For all core analyses, only the **current 27 EU member states (EU27_2020)** are included. This ensures consistency with the official Eurostat aggregate `EU27_2020` and avoids mixing in candidate, EFTA or former member states.

The following countries are retained in the datasets:

`['Austria', 'Belgium', 'Bulgaria', 'Croatia', 'Cyprus', 'Czechia', 'Denmark',
'Estonia', 'Finland', 'France', 'Germany', 'Greece', 'Hungary', 'Ireland',
'Italy', 'Latvia', 'Lithuania', 'Luxembourg', 'Malta', 'Netherlands', 'Poland',
'Portugal', 'Romania', 'Slovakia', 'Slovenia', 'Spain', 'Sweden']` [web:146][web:151]


In [None]:

eu_countries_map = {
    'EU27_2020': 'European Union - 27 countries (from 2020)',
    'AT': 'Austria',
    'BE': 'Belgium',
    'BG': 'Bulgaria',
    'HR': 'Croatia',
    'CY': 'Cyprus',
    'CZ': 'Czechia',
    'DK': 'Denmark',
    'EE': 'Estonia',
    'FI': 'Finland',
    'FR': 'France',
    'DE': 'Germany',
    'EL': 'Greece',
    'HU': 'Hungary',
    'IE': 'Ireland',
    'IT': 'Italy',
    'LV': 'Latvia',
    'LT': 'Lithuania',
    'LU': 'Luxembourg',
    'MT': 'Malta',
    'NL': 'Netherlands',
    'PL': 'Poland',
    'PT': 'Portugal',
    'RO': 'Romania',
    'SK': 'Slovakia',
    'SI': 'Slovenia',
    'ES': 'Spain',
    'SE': 'Sweden'
}

def filter_to_eu27(df, name="Dataset"):
    """
    Filters the dataframe to keep only the 27 current EU member states AND the EU27_2020 aggregate.
    Prints statistics and explicitly lists the countries/codes that were removed.
    """
    initial_rows = len(df)
    
    # 1. Identify what is currently in the dataframe
    current_geo = set(df['geo'].unique())
    
    # 2. Identify valid keys (EU countries + EU Aggregate)
    valid_geo = set(eu_countries_map.keys())
    
    # 3. Calculate the difference (What will be removed?)
    removed_geo = current_geo - valid_geo
    
    # 4. Filter: Keep rows where 'geo' is in our valid keys
    df_filtered = df[df['geo'].isin(valid_geo)].copy()
    
    removed_rows = initial_rows - len(df_filtered)
    
    print(f"[{name}] Filtered to EU-27 + Aggregate:")
    print(f"   - Kept: {len(df_filtered)} rows")
    print(f"   - Removed: {removed_rows} rows")
    
    if removed_geo:
        # Sort list for better readability
        print(f"   - Removed Countries/Aggregates: {sorted(list(removed_geo))}")
    else:
        print(f"   - No countries removed (Dataset matched requirements exactly).")
    
    print("-" * 40) # Separator line
    
    return df_filtered


In [None]:
# 1. Packaging Waste
pack_waste = filter_to_eu27(pack_waste, "Packaging Waste")

# 2. Municipal Waste
mun_waste = filter_to_eu27(mun_waste, "Municipal Waste")

# 3. E-Waste
elect_waste = filter_to_eu27(elect_waste, "E-Waste")

# 4. Waste Per Capita
waste_per_cap = filter_to_eu27(waste_per_cap, "Waste Per Capita")

# 5. Education
educ = filter_to_eu27(educ, "Education")

print("\nAll datasets restricted to EU-27 countries.")
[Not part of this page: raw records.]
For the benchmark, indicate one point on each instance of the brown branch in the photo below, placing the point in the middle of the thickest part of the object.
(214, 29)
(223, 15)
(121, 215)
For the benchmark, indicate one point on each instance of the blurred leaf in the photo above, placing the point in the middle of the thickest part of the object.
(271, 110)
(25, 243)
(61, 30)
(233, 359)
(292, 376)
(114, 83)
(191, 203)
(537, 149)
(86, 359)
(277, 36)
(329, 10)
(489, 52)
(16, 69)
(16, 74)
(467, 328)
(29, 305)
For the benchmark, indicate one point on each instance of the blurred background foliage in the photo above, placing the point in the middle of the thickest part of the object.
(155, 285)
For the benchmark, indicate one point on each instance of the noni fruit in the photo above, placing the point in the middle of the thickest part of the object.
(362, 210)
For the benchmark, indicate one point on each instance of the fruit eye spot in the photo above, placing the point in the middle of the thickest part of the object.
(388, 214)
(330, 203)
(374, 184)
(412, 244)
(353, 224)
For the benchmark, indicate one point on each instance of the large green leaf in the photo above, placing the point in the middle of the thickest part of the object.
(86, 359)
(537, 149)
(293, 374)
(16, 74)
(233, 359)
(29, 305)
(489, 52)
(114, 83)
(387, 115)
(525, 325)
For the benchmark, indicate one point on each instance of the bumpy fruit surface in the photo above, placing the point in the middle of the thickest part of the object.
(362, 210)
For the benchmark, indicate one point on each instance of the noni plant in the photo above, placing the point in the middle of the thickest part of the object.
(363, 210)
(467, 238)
## General function to drop columns

In [None]:
def drop_columns_if_exist(dfs, columns_to_drop, verbose=True):
    """
    Drops a specific list of columns from a list of dataframes if they exist.
    """
    if verbose:
        print(f"--- Dropping {len(columns_to_drop)} specific columns ---")
    
    for i, df in enumerate(dfs):
        # Find intersection: which columns to drop are actually in this df?
        cols_in_df = [c for c in df.columns if c in columns_to_drop]
        
        if cols_in_df:
            df.drop(columns=cols_in_df, inplace=True)
            if verbose:
                print(f"[Dataset {i+1}] Dropped {len(cols_in_df)} columns: {cols_in_df}")
        else:
            if verbose:
                print(f"[Dataset {i+1}] No matching columns found.")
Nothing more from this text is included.